# Information on Rodesian Ridgebacks as LGD's



## wirey (May 3, 2005)

Trying to get information on Rodesian Ridgebacks as a LGD for goats. At present I have a Maremma spaded female that is great (haven't lost a goat since I got her). Coyotes are bad here and I have been thinking of a Rodesian Ridgeback as a backup for her. Very little information on this subject. Thanks


----------



## JasoninMN (Feb 24, 2006)

Ridgebacks are a hound not a livestock guardian breed so thats why you are not finding any information on them as a LGD. If you really want another LGD stick with one of the LGD breeds since thats what they have been doing for hundreds of years. Ridgebacks were bred to track and hold lions at bay till the hunters could catch up and shoot the lion. They have incredible speed, endurance and stamina for a dog their size plus prey drive. Left in a field alone chasing goats could become a bad habit. Also if they get loose its likely they will take off after the first thing that runs from them and not look back. They can cover a lot of ground is a very short time. I seriously would look at another LGD breed. Another LGD will also work better with your current LGD because LGDs are bred to stay with the herd or flock and protect it. Most other breeds of dogs would pursue the predator and leave the flock open to danger. Coyotes have been known to us that to their advantage. One will get the dog to chase it and the other coyote will grab a kid or lamb.


----------



## KSALguy (Feb 14, 2006)

please dont get a NON LGD breed and expect it to do the job of an LGD, thats just asking for problems, Rodesian Ridgbacks are not an LGD, never have been, they are a hunting hound turnd urban companyon, 

Anatolian, Great Pyranesse, Akbash, Merama, Kuvas, and Komodor are the commonly available LGD breeds in the US, please reserch these breeds choose from them, other wise your looking to have unnessisary problems.


----------



## Willow101 (Feb 20, 2008)

I agree with the others saying you need to make your breed selection within the LGD breeds. The Ridgeback is a hunting dog and is absolutely unsuited to do the job you are hoping it will do.

Willow101


----------



## Slats (Jul 17, 2008)

I've owned one Rhodesian Ridgeback and he was awesome at being a good house guard dog. He stuck around the house with the other two dogs and did his job the way they did.

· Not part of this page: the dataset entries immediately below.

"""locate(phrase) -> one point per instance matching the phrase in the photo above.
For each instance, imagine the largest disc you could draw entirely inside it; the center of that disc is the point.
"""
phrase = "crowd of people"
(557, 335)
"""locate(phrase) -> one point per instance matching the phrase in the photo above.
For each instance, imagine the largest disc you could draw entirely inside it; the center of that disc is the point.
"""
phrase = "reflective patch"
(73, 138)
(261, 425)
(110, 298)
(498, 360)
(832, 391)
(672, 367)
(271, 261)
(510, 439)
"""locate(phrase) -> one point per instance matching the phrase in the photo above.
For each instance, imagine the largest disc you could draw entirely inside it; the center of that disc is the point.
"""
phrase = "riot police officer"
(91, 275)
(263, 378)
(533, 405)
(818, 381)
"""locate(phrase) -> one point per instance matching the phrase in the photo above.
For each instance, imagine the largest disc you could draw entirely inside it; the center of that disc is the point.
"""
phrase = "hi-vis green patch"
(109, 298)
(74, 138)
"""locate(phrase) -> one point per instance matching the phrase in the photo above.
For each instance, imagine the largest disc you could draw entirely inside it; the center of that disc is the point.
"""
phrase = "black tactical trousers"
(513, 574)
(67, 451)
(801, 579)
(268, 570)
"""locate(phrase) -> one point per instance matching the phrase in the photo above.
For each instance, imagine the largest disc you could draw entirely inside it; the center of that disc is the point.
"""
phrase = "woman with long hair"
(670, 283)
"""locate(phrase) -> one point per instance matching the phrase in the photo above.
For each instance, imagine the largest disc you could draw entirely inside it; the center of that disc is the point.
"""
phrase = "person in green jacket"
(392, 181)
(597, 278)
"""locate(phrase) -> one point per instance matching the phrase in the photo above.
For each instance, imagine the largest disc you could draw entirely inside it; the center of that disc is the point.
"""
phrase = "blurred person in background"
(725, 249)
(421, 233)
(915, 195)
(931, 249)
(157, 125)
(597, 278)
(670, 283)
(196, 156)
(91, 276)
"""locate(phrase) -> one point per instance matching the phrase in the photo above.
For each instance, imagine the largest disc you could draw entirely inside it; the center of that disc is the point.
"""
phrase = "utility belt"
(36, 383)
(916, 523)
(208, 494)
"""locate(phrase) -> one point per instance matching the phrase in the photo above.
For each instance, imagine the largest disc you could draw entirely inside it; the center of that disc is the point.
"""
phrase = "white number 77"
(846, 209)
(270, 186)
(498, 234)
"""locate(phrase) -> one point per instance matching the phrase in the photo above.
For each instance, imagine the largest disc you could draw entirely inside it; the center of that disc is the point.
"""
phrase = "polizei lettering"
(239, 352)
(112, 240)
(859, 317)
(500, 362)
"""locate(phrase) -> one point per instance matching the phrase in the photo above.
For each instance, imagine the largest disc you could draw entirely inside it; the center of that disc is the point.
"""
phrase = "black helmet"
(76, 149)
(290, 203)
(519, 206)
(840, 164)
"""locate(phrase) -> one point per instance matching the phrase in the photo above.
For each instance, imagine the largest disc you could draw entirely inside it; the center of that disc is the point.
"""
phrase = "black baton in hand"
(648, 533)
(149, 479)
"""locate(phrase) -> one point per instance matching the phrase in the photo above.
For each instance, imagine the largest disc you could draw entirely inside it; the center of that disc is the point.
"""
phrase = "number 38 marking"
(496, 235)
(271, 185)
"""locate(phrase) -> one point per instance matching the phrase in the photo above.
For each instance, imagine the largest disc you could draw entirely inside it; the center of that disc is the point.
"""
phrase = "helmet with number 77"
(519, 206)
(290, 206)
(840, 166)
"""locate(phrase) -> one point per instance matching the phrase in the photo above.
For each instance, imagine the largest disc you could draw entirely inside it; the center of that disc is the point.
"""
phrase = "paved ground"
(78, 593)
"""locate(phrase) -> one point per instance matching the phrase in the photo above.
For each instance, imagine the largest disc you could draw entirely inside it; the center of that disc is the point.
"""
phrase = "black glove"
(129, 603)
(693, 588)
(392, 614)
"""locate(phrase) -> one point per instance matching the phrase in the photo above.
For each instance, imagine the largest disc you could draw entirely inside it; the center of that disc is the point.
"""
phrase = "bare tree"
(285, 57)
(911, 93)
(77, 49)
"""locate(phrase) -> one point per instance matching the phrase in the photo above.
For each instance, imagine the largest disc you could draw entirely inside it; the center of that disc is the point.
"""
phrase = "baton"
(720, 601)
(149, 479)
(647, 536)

I saw with my own eyes, Joe literally, in the pasture running circles around one of the horses that was doing a canter. I watched him run a circle around that horse two times before the horse got tired of playing (they were buddies) and just stopped. Joe got his running, fun time and came back to the yard.

Jason is right. They are a hound bred for hunting lions. They're awesome hunting dogs with a lot of speed, endurance and stamina. Joe had the prey drive but had been trained not to rip off after something without being given a command.

No way would I try to discourage anyone from having a Rhodesian Ridgeback, they're fun and loveable and great watch dogs, but I'd discourage someone having them as an LGD.


----------



## Pops2 (Jan 27, 2003)

ridgies are actually more of a cur. they should be able to work stock as well as hunt. they should do this by chasing cattle back to the herd and then circling the herd to keep it together while you get behind the herd and move it.
now you might be able to catch a few young or very old yotes by coursing them w/ the ridgie and letting the LGD help. if you're gonna do that skip the bull and get a good longdog from a wolfer.
if you just want more guarding power and the speed to catch a few go w/ an akhbash it's the lightest & raciest of the working LGDs.


----------



## KSALguy (Feb 14, 2006)

LGD's are not for hunting anything, they dont herd they dont course or any of that, they are for staying with the herd and keeping preditors away not going out and looking for them or takeing commands, if you have to give your LGD a command to get it to do a job then your waisting your time, LGD's are bred to be independent thinkers, they live with the herd, they protect the herd, they dont controle the herd, they dont go out with the owner to course Coyotes, 

you dont want to put any kind of hunting breed out with your herd 24/7 you dont want to leave a breed that has not been bred for thousands of years to live with the herd as one of the herd that will think for its self and guard the herd with out compromiseing the herds safty because the owner wasnt there to give a command, or because it was bord and decided to play with a goat and end up running the herd to death or mauling a kid cause it was fun, 

non LGD breeds have NO BUISNESS liveing as an LGD< LGD's are not the same as a dog thats a good home guard dog, they are not the same as a hunting breed or Herding breed, 
LGD breeds will never be used in Obediance training, thats just not what they are for,


----------